Wer sich nun fragt, ob der Troll vielleicht sogar aus dem Holz des bald abgerissenen Møllekro entstehen könnte – für den hat Hansen eine klare Antwort: „Nein, leider nicht. Der Gedanke wäre ansonsten sehr schön gewesen, wenn ein altes Stück Stadtgeschichte dort ein zweites Leben erhält. Aber: Das Holz ist zu nichts mehr zu gebrauchen.“ Der Lokalrat hatte die zunehmend verfallende Gaststätte vor einiger Zeit übernommen, um den Schandfleck zu entfernen. Der Abriss läuft.

Kunst aus Abfall – mit Signalwirkung

Dambos Trolle sind nicht nur Publikumsmagneten, sondern auch Botschafter für Nachhaltigkeit. Die monumentalen Holzfiguren entstehen aus recyceltem Material – etwa altem oder übrig gebliebenem Bauholz oder Paletten. Der Gedanke, dass aus Weggeworfenem etwas Schönes entstehen kann, das den Menschen Freude bereitet, sagte dem Lokalrat zu. Der Troll für Lügumkloster soll rund sechs bis sieben Meter hoch werden.

Das Budget steht – helfende Hände gesucht

Ein Projekt dieser Größenordnung ist nicht ganz billig: Die Skulpturen Dambos kosten je nach Umfang bis zu 2 Millionen Kronen. Für das Lügumkloster-Projekt sind eine Million Kronen veranschlagt  – „die Finanzierung steht“, sagt Hansen.

Für den Bau des Trolls sucht der Lokalrat bereits jetzt Freiwillige: Ein Team aus zehn Helferinnen und Helfern soll den Künstler während der rund zweiwöchigen Aufbauzeit unterstützen. Wer mit anpacken möchte, kann sich beim Lokalrat melden.

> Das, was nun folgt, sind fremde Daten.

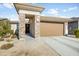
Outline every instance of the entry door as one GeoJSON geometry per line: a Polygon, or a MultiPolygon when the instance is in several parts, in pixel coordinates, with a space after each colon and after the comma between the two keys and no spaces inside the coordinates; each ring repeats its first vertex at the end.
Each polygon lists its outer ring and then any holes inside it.
{"type": "Polygon", "coordinates": [[[26,29],[25,29],[25,33],[30,33],[30,24],[26,24],[26,29]]]}

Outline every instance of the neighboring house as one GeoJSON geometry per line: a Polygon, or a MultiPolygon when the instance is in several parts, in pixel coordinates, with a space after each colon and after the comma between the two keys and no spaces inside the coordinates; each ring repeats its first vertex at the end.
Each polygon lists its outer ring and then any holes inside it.
{"type": "MultiPolygon", "coordinates": [[[[63,36],[73,34],[71,31],[78,28],[78,21],[69,18],[59,18],[50,16],[41,16],[41,12],[45,9],[32,4],[14,3],[19,15],[19,38],[25,37],[27,34],[38,38],[40,36],[63,36]]],[[[16,25],[12,24],[12,29],[16,29],[16,25]]]]}
{"type": "MultiPolygon", "coordinates": [[[[7,18],[0,18],[0,21],[7,21],[7,18]]],[[[15,33],[15,31],[18,29],[18,21],[10,21],[8,20],[11,24],[11,30],[13,30],[13,32],[15,33]]]]}

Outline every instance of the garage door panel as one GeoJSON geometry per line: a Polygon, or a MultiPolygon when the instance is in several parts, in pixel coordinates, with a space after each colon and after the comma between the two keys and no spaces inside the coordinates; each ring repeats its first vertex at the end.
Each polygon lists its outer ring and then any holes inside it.
{"type": "Polygon", "coordinates": [[[62,23],[40,23],[41,36],[62,36],[63,24],[62,23]]]}

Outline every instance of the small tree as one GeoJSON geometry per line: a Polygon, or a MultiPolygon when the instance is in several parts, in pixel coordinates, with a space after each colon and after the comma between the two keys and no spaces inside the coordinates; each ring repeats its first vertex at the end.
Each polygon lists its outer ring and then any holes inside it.
{"type": "Polygon", "coordinates": [[[12,34],[10,22],[7,19],[0,20],[0,37],[8,33],[12,34]]]}

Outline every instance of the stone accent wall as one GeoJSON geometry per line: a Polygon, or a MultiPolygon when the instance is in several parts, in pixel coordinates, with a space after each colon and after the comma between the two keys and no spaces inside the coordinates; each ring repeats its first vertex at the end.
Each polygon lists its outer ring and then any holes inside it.
{"type": "Polygon", "coordinates": [[[35,38],[40,37],[40,16],[35,15],[35,38]]]}
{"type": "Polygon", "coordinates": [[[19,38],[25,35],[25,14],[19,13],[19,38]]]}

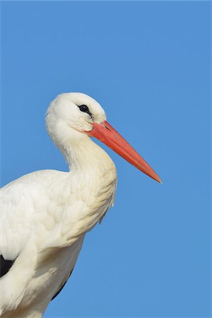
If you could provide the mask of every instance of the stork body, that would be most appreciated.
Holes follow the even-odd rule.
[[[69,278],[86,233],[113,204],[115,166],[88,136],[98,138],[105,119],[89,96],[59,95],[46,124],[69,172],[34,172],[1,188],[0,255],[8,265],[0,278],[1,317],[42,317]]]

Ein Besuchermagnet für die ganze Region?

Die Hoffnung ist, dass der Troll nicht nur den Menschen in Lügumkloster Freude bereitet, sondern auch Gäste aus der gesamten Kommune Tondern – und darüber hinaus – anzieht. Mørke in der Kommune Syddjurs gilt als positives Beispiel: Dort zog der Troll „Ben Chiller“ Besuchende von nah und fern an – und das seit nunmehr fast zehn Jahren. Die hölzerne Figur war ursprünglich für das Musikfestival Northside in Aarhus gebaut worden und wurde später vom rund 26 Kilometer entfernten Ort übernommen. Inzwischen ist die Skulptur so beliebt, dass Mørke bereits einen Ersatz-Troll plant, da an dem „alten Ben“ der Zahn der Zeit genagt hat. 

„Wir hoffen, dass unser Troll ähnlich erfolgreich wird“, sagt Hansen.